Twine is a regional, managing the infrastructure of data centers consisting of millions of machines. It is designed to be power efficient and general for various types of workloads. To achieve this, there are 3 key design decisions they madej.
Dynamic machine partitioning. Instead of statically partitioning machines into different clusters and assign jobs to clusters, Twine design machines as dynamic resources, and can be added or removed from a logical unit called an entitlement. An entitlement is where th job is assigned to, thus the tasks of a job can be scheduled on machines across different availability zones (domains).This design significantly improves the utilization of machines, as idle machines can be reassigned to different entitlements.

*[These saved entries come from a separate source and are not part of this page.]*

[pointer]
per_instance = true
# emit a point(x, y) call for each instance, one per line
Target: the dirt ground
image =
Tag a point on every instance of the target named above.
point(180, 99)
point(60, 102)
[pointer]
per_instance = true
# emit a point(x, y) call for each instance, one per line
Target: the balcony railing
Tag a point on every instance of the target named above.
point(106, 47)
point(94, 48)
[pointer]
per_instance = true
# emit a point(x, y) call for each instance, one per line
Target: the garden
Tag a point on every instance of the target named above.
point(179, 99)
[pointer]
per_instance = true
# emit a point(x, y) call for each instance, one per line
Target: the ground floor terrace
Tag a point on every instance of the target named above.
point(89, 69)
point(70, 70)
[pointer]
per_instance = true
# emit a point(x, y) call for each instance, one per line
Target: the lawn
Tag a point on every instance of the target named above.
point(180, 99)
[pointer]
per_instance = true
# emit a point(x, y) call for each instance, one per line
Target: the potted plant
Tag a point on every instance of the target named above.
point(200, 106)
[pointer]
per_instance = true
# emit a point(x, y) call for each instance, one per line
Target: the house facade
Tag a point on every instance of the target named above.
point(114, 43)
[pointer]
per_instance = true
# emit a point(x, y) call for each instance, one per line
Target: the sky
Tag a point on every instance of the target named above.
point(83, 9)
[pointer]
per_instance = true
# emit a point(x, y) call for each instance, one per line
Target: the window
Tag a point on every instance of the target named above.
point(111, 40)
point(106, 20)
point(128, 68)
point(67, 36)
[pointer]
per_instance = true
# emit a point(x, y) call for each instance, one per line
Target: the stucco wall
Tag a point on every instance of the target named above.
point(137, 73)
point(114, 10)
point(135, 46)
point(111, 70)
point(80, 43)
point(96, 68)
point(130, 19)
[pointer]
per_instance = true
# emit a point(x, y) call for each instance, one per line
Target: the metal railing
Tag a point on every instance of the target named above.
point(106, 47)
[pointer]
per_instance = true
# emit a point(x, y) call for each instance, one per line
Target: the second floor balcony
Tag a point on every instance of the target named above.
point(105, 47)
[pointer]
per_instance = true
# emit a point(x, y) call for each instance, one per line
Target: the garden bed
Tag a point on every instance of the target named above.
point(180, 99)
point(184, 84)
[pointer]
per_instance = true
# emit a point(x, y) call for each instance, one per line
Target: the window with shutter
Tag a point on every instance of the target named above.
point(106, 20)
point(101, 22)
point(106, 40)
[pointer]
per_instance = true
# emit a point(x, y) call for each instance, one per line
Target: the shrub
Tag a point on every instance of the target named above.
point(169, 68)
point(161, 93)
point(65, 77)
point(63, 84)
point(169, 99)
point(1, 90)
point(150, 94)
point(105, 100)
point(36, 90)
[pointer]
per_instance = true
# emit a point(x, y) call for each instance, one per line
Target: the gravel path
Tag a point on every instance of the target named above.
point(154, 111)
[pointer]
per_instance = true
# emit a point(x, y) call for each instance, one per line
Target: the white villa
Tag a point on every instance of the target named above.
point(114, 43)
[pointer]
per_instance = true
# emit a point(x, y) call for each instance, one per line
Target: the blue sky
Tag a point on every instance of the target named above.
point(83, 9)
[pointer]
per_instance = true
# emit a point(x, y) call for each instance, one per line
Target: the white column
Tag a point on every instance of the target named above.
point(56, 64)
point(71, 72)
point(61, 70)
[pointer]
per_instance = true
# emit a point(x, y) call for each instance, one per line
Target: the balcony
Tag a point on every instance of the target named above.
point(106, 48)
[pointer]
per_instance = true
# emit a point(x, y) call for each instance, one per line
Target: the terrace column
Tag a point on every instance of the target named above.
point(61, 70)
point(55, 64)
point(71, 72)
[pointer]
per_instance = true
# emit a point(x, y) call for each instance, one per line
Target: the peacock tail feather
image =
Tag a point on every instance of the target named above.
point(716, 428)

Customization in shared infrastructure. Since machines are dynamic resources, there should be approaches to custom the machines to meet requirements of various workloads. Twine make this available by allowing their users to set up their own host profiles, so that when a machine joins an entitlement, before assigning tasks to it, Twine will configure the machine according to the host profile, for example, change the page size or switch the file system. Host customization avoid the need to specialize different machine types for different workloads, by simply enabling users to make the decision.
Small machines. As machines are dynamic and customizable, Twine further enhance the restriction on machines by using the same machine size: 1 18-core CPU with 64GB Ram. This design simplifies the management of machines, and also makes the machine more power efficient, they can make more fine-grained control at machine level.

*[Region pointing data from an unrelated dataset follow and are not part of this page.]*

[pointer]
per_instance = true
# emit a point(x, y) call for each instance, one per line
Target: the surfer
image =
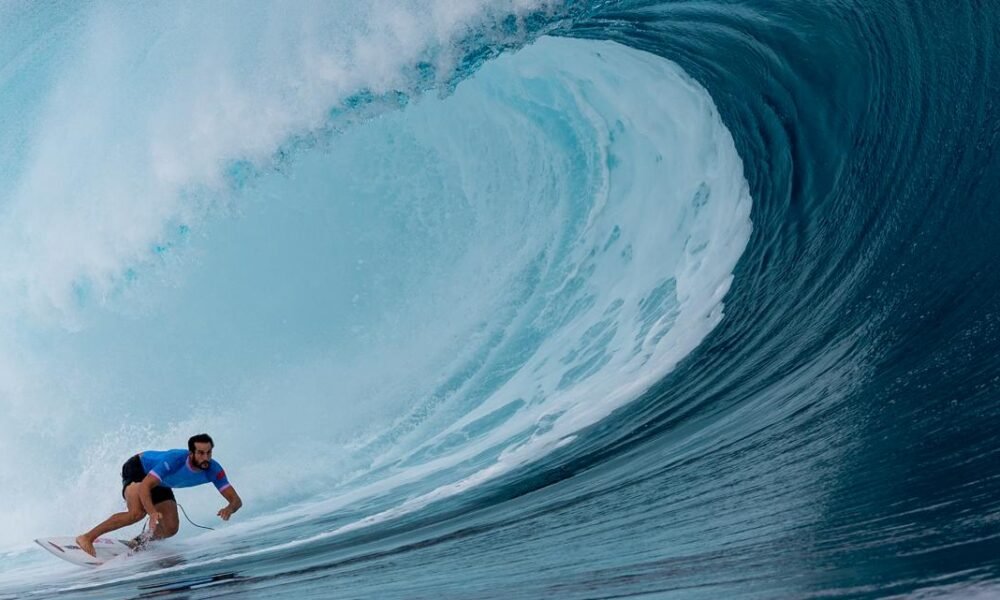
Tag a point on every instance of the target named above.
point(148, 479)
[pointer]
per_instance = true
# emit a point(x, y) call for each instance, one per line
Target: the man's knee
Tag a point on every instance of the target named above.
point(135, 515)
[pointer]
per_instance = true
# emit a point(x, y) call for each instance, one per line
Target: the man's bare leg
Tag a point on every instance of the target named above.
point(133, 514)
point(169, 522)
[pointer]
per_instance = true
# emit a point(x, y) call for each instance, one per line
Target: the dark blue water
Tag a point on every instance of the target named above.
point(832, 435)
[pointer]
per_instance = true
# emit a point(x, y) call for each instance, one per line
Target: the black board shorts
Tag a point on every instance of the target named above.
point(132, 472)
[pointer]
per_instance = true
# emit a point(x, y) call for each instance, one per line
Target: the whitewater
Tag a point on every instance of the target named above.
point(503, 298)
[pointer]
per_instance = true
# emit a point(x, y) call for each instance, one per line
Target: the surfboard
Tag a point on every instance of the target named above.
point(66, 549)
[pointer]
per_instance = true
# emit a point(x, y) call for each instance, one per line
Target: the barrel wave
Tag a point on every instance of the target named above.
point(507, 298)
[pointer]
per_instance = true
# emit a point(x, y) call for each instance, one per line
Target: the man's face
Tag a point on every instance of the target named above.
point(202, 455)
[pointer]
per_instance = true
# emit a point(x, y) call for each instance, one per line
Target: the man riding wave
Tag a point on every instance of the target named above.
point(148, 479)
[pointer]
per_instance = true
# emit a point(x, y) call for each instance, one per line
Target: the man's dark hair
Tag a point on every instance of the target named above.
point(201, 438)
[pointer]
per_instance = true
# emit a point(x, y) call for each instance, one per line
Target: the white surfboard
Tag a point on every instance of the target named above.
point(66, 549)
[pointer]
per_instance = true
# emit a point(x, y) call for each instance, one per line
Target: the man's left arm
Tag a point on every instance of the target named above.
point(229, 493)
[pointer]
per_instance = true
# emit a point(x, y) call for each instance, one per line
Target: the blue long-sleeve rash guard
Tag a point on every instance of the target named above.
point(173, 469)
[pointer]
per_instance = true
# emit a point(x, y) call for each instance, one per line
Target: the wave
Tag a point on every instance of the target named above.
point(481, 281)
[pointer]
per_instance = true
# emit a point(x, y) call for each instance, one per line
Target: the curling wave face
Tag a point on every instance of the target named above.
point(501, 296)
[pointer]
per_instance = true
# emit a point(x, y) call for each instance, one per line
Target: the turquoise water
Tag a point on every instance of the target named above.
point(505, 299)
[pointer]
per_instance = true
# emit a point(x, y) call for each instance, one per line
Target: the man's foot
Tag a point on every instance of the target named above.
point(86, 545)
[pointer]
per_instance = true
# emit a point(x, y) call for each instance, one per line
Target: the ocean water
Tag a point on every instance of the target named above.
point(507, 298)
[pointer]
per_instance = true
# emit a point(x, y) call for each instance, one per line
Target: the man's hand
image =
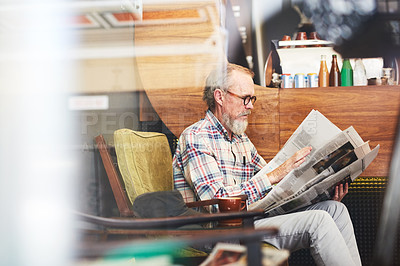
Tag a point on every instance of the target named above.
point(341, 191)
point(293, 162)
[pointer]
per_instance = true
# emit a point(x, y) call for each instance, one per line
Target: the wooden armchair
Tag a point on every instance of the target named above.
point(127, 225)
point(124, 202)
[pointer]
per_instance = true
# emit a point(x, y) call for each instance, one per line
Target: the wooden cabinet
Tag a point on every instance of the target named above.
point(372, 110)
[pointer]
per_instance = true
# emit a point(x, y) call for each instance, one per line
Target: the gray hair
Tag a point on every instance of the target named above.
point(221, 79)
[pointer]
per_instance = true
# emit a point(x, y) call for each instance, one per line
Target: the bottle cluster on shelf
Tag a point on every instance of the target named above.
point(346, 76)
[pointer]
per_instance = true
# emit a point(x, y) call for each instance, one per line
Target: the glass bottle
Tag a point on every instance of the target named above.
point(347, 73)
point(334, 75)
point(301, 36)
point(359, 74)
point(323, 77)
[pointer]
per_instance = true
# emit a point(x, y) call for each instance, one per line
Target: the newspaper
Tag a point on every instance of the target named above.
point(336, 157)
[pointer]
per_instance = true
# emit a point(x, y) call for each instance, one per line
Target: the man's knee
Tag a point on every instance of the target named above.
point(335, 208)
point(320, 219)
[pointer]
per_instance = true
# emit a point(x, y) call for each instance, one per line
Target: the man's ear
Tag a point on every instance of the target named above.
point(219, 96)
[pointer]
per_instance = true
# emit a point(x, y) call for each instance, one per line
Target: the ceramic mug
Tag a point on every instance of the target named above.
point(233, 204)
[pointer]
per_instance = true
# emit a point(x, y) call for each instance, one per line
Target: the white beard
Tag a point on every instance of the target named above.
point(236, 126)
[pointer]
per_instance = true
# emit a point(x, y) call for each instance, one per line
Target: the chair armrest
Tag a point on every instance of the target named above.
point(169, 222)
point(202, 203)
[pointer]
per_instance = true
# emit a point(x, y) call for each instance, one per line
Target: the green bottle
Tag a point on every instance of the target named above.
point(346, 74)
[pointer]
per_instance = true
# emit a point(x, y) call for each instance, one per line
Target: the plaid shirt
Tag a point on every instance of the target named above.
point(207, 164)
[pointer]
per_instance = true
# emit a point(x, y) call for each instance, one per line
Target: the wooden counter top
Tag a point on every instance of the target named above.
point(371, 110)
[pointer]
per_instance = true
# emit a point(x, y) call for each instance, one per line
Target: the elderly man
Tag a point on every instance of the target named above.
point(215, 158)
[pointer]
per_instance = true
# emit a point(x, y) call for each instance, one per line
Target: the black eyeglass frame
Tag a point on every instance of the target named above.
point(246, 99)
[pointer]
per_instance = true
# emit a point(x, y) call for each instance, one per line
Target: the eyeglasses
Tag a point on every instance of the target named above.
point(246, 99)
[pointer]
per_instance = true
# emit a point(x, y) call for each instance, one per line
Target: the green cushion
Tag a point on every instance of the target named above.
point(144, 160)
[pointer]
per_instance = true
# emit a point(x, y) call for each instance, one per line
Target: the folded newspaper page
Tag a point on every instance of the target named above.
point(336, 157)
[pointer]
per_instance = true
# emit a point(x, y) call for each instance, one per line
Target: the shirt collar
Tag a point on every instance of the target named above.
point(217, 124)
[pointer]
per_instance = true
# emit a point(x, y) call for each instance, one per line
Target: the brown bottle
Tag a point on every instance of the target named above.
point(334, 75)
point(323, 77)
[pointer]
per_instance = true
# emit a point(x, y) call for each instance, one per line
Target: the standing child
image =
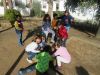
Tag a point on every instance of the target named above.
point(32, 49)
point(46, 27)
point(19, 29)
point(62, 55)
point(62, 34)
point(54, 21)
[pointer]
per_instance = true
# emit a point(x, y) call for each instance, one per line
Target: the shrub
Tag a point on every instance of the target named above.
point(36, 9)
point(59, 13)
point(11, 14)
point(1, 3)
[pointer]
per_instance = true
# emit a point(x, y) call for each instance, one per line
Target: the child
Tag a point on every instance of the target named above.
point(46, 27)
point(19, 29)
point(32, 49)
point(62, 55)
point(42, 63)
point(62, 34)
point(54, 21)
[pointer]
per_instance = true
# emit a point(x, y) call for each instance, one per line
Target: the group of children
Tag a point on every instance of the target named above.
point(38, 52)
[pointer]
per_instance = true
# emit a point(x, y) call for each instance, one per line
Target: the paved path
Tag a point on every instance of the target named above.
point(84, 51)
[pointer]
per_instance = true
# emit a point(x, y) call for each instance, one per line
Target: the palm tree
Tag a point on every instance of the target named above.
point(10, 4)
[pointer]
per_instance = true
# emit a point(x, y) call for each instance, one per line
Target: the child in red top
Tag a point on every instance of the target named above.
point(62, 34)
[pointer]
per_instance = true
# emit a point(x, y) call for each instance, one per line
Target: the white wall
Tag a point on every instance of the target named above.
point(61, 5)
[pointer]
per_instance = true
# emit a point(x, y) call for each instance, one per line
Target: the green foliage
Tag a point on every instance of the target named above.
point(19, 4)
point(59, 13)
point(36, 9)
point(72, 4)
point(11, 14)
point(1, 3)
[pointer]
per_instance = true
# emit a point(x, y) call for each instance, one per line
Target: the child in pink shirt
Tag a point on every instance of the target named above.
point(62, 55)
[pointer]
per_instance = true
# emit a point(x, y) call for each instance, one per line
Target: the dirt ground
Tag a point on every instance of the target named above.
point(85, 53)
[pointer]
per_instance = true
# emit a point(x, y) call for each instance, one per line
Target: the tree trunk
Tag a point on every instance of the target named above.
point(31, 4)
point(10, 4)
point(5, 6)
point(50, 8)
point(98, 19)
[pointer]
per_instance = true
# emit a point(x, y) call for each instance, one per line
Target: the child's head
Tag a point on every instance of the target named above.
point(66, 13)
point(38, 40)
point(54, 15)
point(62, 23)
point(18, 17)
point(46, 18)
point(56, 45)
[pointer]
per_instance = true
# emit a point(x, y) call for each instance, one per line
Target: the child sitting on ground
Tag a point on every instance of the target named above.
point(62, 34)
point(61, 54)
point(41, 65)
point(46, 27)
point(32, 49)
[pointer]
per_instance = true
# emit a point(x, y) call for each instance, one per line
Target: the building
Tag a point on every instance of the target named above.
point(58, 5)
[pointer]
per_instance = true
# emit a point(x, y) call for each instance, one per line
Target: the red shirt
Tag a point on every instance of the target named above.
point(62, 32)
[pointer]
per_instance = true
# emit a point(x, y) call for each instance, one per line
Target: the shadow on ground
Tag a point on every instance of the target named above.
point(36, 30)
point(6, 29)
point(15, 63)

In the paper, they mentioned Kubernetes multiple times as a comparison. Besides the one mentioned above, the key difference between Twine and Kubernetes are:
Scalability. While Kubernetes has a limitation of 5k nodes, Twine can scale to manage millions of machines.
Sharding instead of federation. The scalability of Twine is achieved by sharding the Twine, and each entitlement belongs to a shard. Honestly speaking, I personally think this is similar to Kubernetes federation, and the key difference is that Twine can scale more smooth by simply adding more shards.

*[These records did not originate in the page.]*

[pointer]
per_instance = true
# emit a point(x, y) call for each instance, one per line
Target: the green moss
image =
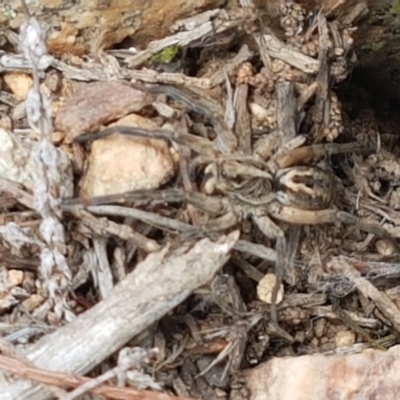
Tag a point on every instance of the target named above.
point(395, 8)
point(166, 56)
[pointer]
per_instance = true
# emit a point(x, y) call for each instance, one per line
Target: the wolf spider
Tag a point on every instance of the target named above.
point(237, 187)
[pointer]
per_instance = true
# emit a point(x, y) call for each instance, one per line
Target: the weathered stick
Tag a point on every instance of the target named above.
point(157, 285)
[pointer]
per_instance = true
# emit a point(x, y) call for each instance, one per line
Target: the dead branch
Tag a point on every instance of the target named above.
point(133, 305)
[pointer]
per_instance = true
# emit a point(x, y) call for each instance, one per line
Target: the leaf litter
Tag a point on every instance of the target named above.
point(149, 197)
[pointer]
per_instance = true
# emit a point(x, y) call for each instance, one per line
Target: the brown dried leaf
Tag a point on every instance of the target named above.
point(97, 103)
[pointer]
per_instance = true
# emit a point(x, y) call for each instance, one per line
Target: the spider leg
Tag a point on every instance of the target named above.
point(212, 205)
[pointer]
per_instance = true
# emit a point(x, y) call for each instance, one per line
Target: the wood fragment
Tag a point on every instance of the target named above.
point(340, 266)
point(103, 329)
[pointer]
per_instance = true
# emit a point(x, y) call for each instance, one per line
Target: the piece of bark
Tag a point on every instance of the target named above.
point(157, 285)
point(97, 103)
point(73, 25)
point(372, 374)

Fine-grained control by application feedback. In Twine, there is a TaskControl API, where Twine send requests to applications to enable applications to decide which task can be deleted or rescheduled. This makes Twine more flexible, especially when managing stateful distributed systems such as a paxos-based key-value store: the kv store can decide which replica can be deleted to avoid downtime.
Asynchronous rescheduling. Once a pod is scheduled in Kubernetes, Kubernetes will not reschedule it unless it is deleted or the node is down. In Twine, the task is scheduled to a machine within a very short time to make the scheduling more efficient, thus it performs better when peak load comes. Then an asynchronous rescheduling is keep running, to reschedule tasks to improve the utilization of machines. This is a balanced design between performance and power efficiency.